I've known quite a few people who have had something mundane like an allergic reaction to pollen, or the flu, and ended up freaking out even more after trying to figure out what they had without even bothering to ask a, oh, you know, physician. Now, there's nothing (much) actually wrong going on. However, a lot of the information out there tends to take the worst possible interpretation of the most mundane symptoms in the name of playing it safe. The end result is that I see people ending up Absolutely Convinced they've got late-stage cancer or the Black Death when there's nothing of consequence wrong. A lot of times this will simply end up stressing and panicking them out to the point where something does go wrong physically, which puts us a few steps behind square one on the whole thing.
Now, of course a lot of people aren't going to be too gullible when looking stuff up like that. However, millions of people are, and that's starting to become a real problem. When you couple the faulty and alarmist information available online with the generally faultier and even more alarmist information in the mainstream media (in Steve Jackson's words, "a difficult-to-spread disease which affects 0.5 percent of the population has become a terrifying plague"), it gets pretty fun.

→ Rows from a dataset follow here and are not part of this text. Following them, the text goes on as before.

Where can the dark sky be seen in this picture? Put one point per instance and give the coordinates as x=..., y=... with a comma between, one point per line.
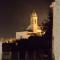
x=15, y=15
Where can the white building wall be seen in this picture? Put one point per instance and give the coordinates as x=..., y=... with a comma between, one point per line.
x=56, y=30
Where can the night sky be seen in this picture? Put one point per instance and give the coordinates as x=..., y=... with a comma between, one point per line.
x=15, y=15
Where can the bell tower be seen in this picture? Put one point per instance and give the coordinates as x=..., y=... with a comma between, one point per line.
x=34, y=21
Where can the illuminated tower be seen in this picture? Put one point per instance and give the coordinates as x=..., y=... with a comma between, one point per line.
x=34, y=21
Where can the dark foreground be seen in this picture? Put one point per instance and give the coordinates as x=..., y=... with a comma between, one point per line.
x=35, y=48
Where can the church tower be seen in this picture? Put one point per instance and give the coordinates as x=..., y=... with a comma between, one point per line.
x=34, y=23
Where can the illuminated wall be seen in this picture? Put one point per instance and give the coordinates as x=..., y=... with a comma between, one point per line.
x=56, y=30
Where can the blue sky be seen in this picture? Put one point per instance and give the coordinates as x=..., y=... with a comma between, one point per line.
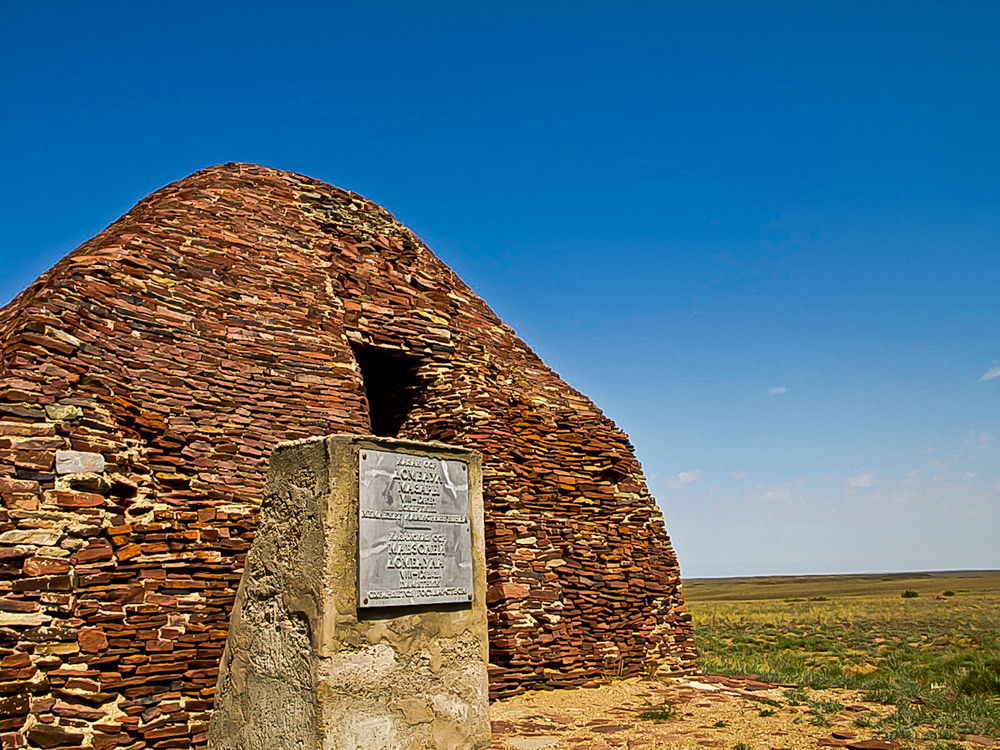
x=763, y=237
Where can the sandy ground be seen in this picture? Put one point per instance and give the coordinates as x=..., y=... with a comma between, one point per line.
x=709, y=711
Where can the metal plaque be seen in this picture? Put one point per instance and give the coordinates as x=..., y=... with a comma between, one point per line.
x=414, y=535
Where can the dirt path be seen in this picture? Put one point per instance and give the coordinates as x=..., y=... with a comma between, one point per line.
x=708, y=711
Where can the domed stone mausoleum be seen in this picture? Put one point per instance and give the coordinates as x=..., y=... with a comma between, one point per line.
x=144, y=381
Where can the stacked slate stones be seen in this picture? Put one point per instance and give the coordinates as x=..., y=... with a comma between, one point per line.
x=144, y=381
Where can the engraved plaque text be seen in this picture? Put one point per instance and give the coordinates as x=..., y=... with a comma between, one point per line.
x=414, y=535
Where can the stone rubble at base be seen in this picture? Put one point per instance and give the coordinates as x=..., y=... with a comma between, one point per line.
x=223, y=314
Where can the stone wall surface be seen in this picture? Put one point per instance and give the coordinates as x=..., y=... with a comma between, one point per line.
x=144, y=381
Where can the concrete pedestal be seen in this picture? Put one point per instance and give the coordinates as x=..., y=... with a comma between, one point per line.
x=304, y=666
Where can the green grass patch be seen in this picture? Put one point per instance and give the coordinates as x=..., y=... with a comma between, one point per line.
x=935, y=660
x=659, y=714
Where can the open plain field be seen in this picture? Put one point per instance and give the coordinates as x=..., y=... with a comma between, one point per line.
x=927, y=645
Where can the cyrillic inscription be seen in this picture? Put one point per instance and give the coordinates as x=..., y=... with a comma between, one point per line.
x=414, y=536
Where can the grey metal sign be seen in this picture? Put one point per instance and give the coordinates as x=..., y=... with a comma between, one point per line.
x=414, y=535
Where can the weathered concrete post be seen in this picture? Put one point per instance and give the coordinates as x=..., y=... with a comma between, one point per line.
x=336, y=645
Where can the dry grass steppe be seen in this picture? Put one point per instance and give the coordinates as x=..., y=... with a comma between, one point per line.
x=871, y=669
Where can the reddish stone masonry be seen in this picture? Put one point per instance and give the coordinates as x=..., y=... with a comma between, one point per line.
x=144, y=381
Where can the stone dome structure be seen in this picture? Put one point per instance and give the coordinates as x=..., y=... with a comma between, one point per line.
x=144, y=381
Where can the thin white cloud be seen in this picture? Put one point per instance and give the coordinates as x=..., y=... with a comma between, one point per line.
x=861, y=479
x=679, y=481
x=991, y=374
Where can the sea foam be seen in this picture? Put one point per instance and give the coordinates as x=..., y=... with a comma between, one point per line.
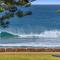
x=45, y=34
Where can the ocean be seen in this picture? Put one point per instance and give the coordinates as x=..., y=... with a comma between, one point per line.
x=41, y=29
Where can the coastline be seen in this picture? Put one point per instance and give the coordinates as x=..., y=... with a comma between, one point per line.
x=29, y=49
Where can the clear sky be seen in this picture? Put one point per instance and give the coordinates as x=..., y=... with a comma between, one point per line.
x=46, y=2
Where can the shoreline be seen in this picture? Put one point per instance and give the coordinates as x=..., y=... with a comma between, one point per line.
x=29, y=49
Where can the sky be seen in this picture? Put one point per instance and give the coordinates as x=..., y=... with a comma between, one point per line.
x=46, y=2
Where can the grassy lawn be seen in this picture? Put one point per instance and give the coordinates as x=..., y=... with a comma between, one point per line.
x=28, y=56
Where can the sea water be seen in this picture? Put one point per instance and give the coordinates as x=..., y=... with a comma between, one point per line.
x=41, y=29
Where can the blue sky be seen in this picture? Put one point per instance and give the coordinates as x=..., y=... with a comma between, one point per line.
x=46, y=2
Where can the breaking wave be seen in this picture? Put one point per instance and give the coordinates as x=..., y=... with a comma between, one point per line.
x=29, y=45
x=45, y=34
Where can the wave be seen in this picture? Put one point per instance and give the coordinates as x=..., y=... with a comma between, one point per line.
x=45, y=34
x=28, y=45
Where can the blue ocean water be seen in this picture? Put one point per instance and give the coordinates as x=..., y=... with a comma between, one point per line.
x=41, y=29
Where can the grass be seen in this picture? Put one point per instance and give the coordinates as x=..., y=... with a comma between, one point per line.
x=28, y=56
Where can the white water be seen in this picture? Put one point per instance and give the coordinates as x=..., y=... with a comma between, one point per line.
x=28, y=44
x=45, y=34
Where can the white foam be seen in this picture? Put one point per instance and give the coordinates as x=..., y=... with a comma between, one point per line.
x=28, y=44
x=45, y=34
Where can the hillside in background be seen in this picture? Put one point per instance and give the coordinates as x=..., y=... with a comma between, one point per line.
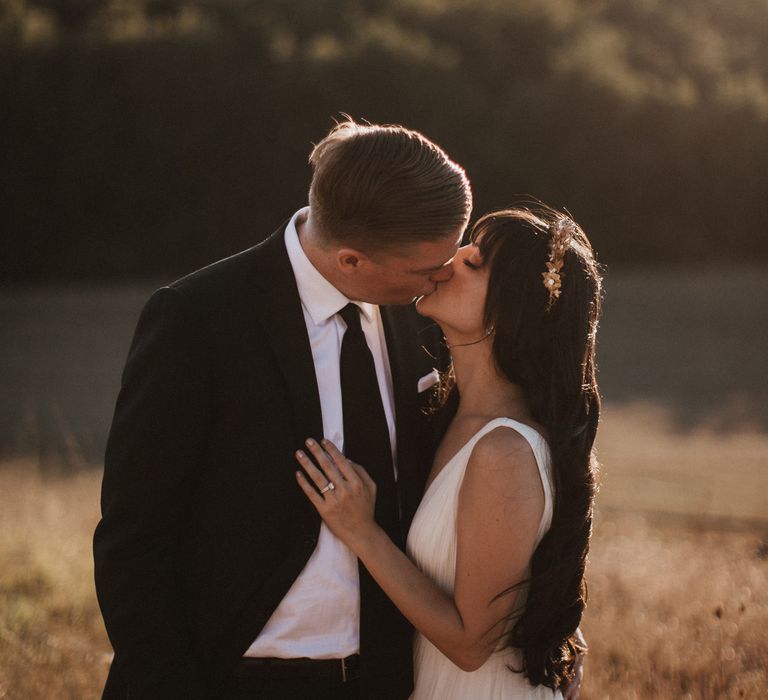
x=144, y=137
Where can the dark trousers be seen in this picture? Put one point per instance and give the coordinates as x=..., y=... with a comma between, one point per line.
x=293, y=689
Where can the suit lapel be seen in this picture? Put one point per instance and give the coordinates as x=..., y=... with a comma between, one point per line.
x=408, y=363
x=282, y=318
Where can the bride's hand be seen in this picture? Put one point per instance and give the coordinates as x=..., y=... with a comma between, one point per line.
x=347, y=495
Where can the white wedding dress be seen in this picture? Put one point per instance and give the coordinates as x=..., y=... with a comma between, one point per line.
x=432, y=546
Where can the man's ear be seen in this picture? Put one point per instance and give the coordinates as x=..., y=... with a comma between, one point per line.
x=349, y=260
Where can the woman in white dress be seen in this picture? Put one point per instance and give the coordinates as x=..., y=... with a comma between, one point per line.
x=494, y=577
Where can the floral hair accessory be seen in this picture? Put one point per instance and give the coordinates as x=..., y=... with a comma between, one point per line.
x=558, y=244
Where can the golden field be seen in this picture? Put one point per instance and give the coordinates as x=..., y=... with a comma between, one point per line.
x=678, y=600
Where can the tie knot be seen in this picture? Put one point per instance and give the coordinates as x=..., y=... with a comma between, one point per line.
x=351, y=315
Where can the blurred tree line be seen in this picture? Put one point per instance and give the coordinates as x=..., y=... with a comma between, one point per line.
x=153, y=136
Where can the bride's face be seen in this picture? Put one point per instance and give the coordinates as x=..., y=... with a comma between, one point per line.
x=458, y=304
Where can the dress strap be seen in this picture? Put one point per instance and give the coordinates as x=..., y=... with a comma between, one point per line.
x=541, y=453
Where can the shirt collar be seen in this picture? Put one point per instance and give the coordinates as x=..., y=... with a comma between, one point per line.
x=318, y=296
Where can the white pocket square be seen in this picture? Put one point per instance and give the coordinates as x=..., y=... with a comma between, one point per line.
x=428, y=380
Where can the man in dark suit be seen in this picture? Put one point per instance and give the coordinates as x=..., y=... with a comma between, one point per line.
x=214, y=575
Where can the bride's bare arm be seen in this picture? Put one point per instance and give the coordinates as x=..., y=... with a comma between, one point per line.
x=500, y=506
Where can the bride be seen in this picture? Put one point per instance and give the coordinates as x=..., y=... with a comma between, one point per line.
x=494, y=577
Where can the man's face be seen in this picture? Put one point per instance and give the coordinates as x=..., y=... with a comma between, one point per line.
x=414, y=270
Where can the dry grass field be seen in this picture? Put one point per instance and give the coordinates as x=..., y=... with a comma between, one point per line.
x=679, y=565
x=678, y=601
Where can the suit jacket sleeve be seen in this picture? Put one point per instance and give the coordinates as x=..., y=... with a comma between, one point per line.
x=153, y=453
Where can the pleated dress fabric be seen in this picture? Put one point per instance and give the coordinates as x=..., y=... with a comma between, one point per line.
x=432, y=545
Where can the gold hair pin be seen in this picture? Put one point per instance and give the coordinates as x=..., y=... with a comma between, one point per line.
x=561, y=239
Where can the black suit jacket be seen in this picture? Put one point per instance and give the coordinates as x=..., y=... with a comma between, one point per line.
x=203, y=527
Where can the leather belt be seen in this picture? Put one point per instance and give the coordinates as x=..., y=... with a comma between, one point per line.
x=343, y=670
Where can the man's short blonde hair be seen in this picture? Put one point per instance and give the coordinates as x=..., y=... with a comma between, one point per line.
x=377, y=187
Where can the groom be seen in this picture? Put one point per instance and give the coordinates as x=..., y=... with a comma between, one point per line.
x=214, y=575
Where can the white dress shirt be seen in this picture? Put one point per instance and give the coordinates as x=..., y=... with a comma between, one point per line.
x=319, y=617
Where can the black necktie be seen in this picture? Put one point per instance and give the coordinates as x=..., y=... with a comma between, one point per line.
x=385, y=647
x=366, y=435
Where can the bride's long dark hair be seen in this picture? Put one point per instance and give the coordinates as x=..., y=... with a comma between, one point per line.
x=549, y=350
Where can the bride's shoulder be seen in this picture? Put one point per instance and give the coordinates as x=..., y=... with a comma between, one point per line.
x=503, y=461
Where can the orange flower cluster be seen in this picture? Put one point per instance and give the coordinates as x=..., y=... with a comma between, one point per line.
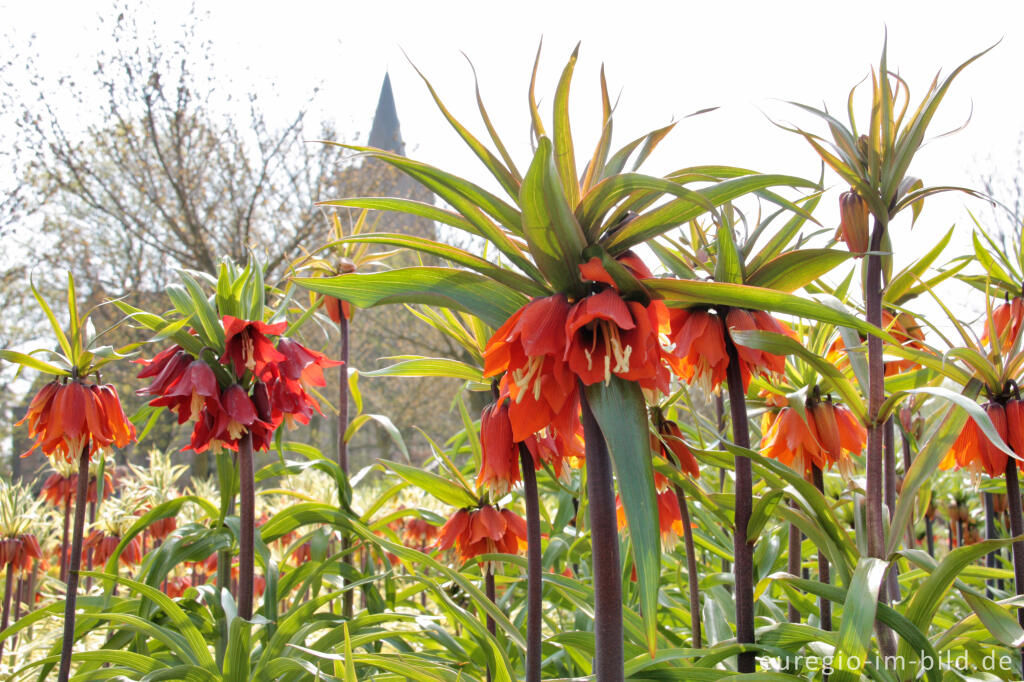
x=699, y=352
x=65, y=417
x=483, y=530
x=975, y=452
x=1007, y=318
x=823, y=438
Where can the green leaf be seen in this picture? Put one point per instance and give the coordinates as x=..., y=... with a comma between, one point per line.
x=795, y=269
x=553, y=236
x=728, y=265
x=33, y=363
x=488, y=300
x=562, y=134
x=858, y=619
x=428, y=367
x=679, y=211
x=456, y=256
x=442, y=488
x=619, y=408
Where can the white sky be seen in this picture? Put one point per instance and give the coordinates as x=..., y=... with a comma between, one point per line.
x=666, y=58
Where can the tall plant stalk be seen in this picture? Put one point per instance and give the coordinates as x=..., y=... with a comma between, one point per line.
x=343, y=351
x=824, y=571
x=535, y=568
x=692, y=578
x=71, y=596
x=876, y=396
x=247, y=514
x=1016, y=529
x=742, y=550
x=608, y=657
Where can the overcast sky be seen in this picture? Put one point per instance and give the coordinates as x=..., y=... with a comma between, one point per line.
x=666, y=59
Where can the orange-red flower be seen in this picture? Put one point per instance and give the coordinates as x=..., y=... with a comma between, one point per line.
x=500, y=453
x=699, y=350
x=670, y=520
x=529, y=348
x=22, y=551
x=974, y=451
x=419, y=533
x=64, y=417
x=102, y=546
x=247, y=345
x=822, y=437
x=483, y=530
x=608, y=335
x=1007, y=318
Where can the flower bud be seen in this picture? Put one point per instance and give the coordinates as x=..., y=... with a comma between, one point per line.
x=853, y=221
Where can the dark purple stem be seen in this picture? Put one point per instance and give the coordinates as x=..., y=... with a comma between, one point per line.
x=608, y=658
x=535, y=569
x=247, y=515
x=742, y=550
x=71, y=597
x=1016, y=529
x=824, y=606
x=876, y=396
x=691, y=566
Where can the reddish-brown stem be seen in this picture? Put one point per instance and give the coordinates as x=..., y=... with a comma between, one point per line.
x=535, y=568
x=691, y=566
x=247, y=516
x=1016, y=529
x=824, y=606
x=64, y=541
x=876, y=396
x=743, y=495
x=71, y=597
x=608, y=657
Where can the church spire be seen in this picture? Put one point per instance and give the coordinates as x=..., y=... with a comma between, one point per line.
x=385, y=133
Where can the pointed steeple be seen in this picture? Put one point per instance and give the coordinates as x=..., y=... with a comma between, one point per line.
x=385, y=133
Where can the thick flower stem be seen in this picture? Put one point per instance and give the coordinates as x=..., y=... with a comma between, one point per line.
x=1016, y=529
x=346, y=599
x=8, y=589
x=742, y=550
x=535, y=568
x=889, y=440
x=824, y=606
x=71, y=597
x=691, y=565
x=488, y=590
x=247, y=515
x=608, y=659
x=876, y=396
x=64, y=542
x=991, y=559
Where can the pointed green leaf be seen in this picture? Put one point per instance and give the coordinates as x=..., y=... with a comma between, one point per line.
x=679, y=211
x=488, y=300
x=620, y=409
x=795, y=269
x=555, y=239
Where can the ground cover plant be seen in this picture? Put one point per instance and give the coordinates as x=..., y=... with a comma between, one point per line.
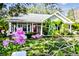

I know there's a trend these days to distrust doctors. The abysmal state of the health care system in the US has led to the idea that the docs are misdiagnosing things on purpose so they can get kickbacks on prescription commissions, or other silliness. While I'm sure that does happen - it's impossible for it not to under that system - I don't buy it happening to the point where one should assume every doctor out there is a quack, and that self-diagnosis is the way to go. If it was really that easy, GPs wouldn't need to go to med school for most of a decade to hang out their shingle, although people who are already convinced that the Doctors' Conspiracy is real aren't exactly going to buy that. The backlash going on in the US has resulted in a similar distrust happening in Canada as well, albeit more towards psychologists and psychiatrists than general practitioners yet.
That doesn't mean it annoys the hell out of me any less. This sort of self-reinforcing paranoia is becoming a real problem these days, and I don't see any signs of it getting better, especially after the repeated "plague" scares that have come across North America in the past few years. Some of these people, like the SFG article notes, are hypochondriacs, it's true; folks who're wired towards that sort of thing. However, that's fairly treatable in time. A lot of people are simply being morons, abandoning common sense and then wondering what went wrong when they get in trouble for doing so.
Of course people should keep a close eye on themselves and take appropriate action when they think something's wrong. I'd like to think, however, that people don't necessarily need to look up medical information on a site that isn't even associated with a government or health-related agency before they can be sure that something's out of sorts with their own bodies. A little common sense and responsibility could save a lot of people a lot of ulcers both real and imagined, and it both pains and annoys me to see people finding that to be such a difficult notion.